Pour se faire réhabiliter dans les yeux du pouvoir, comme ses nombreux collègues, il est obligé de faire son « autocritique », le mea culpa à la soviétique. Ainsi, en 1934, il s’autoaccuse du nationalisme. Il se met donc à écrire des récits sur la vie des mineurs-stakhanovistes et il entame le roman jamais achevé, Horlivka. L’écrivain prosateur crée quelques pièces de théâtre (La Terre brûle, Le Fils de Taras, A moi-à toi) et un scénario de cinéma, Katria. Les spectateurs ne verront jamais ces œuvres mises en scènes ou portées à l’écran. En 1936, Arkadiy Lubtchenko fait paraître encore un recueil de nouvelles choisies, composé des écrits antérieurs auxquels il rajoute quelques-uns, rédigés dans les années 1930. L’édition de ses œuvres la plus complète, mais aussi la dernière en urss, voit le jour en 1937 (Œuvres choisies).
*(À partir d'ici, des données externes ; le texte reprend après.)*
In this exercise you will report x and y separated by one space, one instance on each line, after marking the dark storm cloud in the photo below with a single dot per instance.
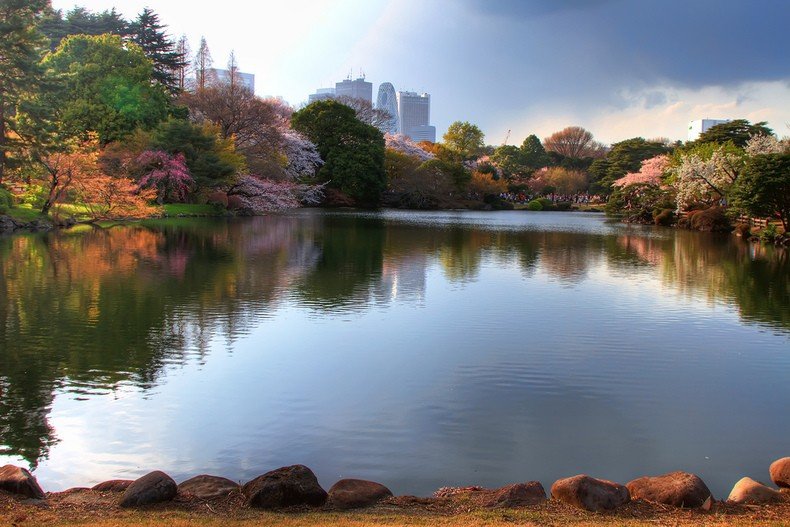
688 42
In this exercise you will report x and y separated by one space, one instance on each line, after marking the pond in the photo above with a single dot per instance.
415 349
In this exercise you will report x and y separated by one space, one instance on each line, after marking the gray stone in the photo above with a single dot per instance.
356 493
208 487
780 472
679 489
590 493
154 487
749 491
285 487
17 480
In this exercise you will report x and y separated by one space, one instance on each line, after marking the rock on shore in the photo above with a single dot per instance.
356 493
285 487
590 493
780 472
750 491
679 489
154 487
17 480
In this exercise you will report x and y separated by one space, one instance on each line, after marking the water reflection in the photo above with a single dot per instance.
93 310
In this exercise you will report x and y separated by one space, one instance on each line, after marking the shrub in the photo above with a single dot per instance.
6 200
768 234
713 219
664 217
743 230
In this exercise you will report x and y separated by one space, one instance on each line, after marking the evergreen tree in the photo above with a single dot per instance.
21 49
148 33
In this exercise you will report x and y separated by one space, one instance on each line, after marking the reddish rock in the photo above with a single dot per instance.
285 487
154 487
590 493
749 491
518 495
113 485
780 472
17 480
679 489
356 493
208 487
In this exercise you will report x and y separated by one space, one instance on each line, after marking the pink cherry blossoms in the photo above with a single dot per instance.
168 174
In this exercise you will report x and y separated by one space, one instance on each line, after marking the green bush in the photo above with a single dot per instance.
664 217
768 234
713 219
6 201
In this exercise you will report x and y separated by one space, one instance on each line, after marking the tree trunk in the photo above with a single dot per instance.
2 137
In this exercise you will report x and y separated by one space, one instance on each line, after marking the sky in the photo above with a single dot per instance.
620 68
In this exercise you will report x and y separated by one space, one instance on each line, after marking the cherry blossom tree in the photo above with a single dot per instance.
405 145
651 173
167 174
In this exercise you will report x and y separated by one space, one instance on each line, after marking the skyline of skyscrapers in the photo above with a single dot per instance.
410 111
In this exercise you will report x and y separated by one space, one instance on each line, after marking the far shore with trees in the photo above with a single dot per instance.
103 118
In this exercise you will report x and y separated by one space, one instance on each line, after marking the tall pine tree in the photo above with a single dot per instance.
148 33
21 49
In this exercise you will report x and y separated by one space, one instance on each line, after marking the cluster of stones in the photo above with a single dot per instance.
297 486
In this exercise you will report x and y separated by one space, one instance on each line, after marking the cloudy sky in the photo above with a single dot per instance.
620 68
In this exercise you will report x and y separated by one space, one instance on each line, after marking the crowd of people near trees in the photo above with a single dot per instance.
107 118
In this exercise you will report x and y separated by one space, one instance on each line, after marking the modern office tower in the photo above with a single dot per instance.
223 76
414 116
320 94
696 128
388 101
358 88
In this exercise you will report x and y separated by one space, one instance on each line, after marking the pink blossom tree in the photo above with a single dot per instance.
404 145
651 172
166 173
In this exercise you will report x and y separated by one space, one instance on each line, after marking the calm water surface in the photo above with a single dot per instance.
415 349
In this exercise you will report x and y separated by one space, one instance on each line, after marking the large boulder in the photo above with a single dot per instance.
17 480
356 493
749 491
208 487
113 485
679 489
518 495
284 487
590 493
780 472
154 487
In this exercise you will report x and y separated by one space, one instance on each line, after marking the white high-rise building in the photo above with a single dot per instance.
414 116
321 94
388 101
696 128
359 88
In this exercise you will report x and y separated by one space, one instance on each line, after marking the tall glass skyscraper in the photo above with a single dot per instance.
388 102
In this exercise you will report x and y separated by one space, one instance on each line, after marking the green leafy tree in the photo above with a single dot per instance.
738 132
211 160
80 21
148 33
105 87
21 49
763 189
352 151
464 138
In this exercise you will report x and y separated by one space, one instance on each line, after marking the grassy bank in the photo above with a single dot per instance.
88 508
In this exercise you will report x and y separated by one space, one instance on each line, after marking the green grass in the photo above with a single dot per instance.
188 209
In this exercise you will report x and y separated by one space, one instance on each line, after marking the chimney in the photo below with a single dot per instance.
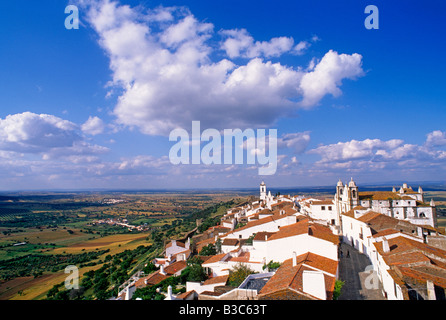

Après 1937, l’intérêt de nkvd envers l’écrivain s’intensifie. En 1938, il est derechef arrêté. Il est inconnu comment l’écrivain a réussi à sortir vivant de cet engrenage. Après sa sortie de la prison, sa situation est ambiguë. Les uns le considèrent comme un traître, les autres voient en lui un « ennemi du peuple ». Il a de plus en plus du mal à publier ses œuvres et à réaliser ses scénarios.
A partir de 1941, Arkadiy Lubtchenko tient un journal qui relate sa vie jusqu’à la mort. L’écrivain refuse de quitter l’Ukraine lors de l’occupation allemande à instar de ses collègues. A Kharkiv, enthousiasmé par le changement du pouvoir, il se met à travailler dans le journal local. Il publie trois éditoriaux dans les premiers jours de sa fonction. Ensuite, la déception arrive. La vie « sous les Allemands » ne s’améliore pas. Il part pour Kyïv où il rencontre, entre autres, Oulas Samtchouk. Le retour aux activités littéraires y est temporaire. En effet, Arkadiy Lubtchenko souffre depuis 1934 d’ulcère, acquis après la maladie de typhus. Pendant la guerre, la maladie s’aggrave, mais l’écrivain ne peut pas obtenir l’aide médicale adaptée. La solution vient de l’Ukraine non-soviétique : au printemps et en été 1943, ses collègues de Galicie lui organisent un séjour dans la ville balnéaire, Morchyn. C’est là qu’il écrit l’essai L’Enigme de Khvylovyi. De retour à Lviv, il voit son recueil Vertep paraître.
Le 18 novembre 1943, soupçonné d’être un espion bolchévique, Arkadiy Lubtchenko est arrêté par la gestapo. Après plus de deux mois de prison, il succombe de nouveau à sa maladie. De plus, le front soviétique approche ; L’écrivain décide d’émigrer en Allemagne. Avec son fils, il s’installe à Potsdam, en rêvant d’y éditer une revue ukrainienne. Cependant, la santé lui fait défaut, l’opération s’impose. Le 14 février 1945, trois jours après être opéré, Arkadiy Lubtchenko décède. Le Journal est sa dernière oeuvre.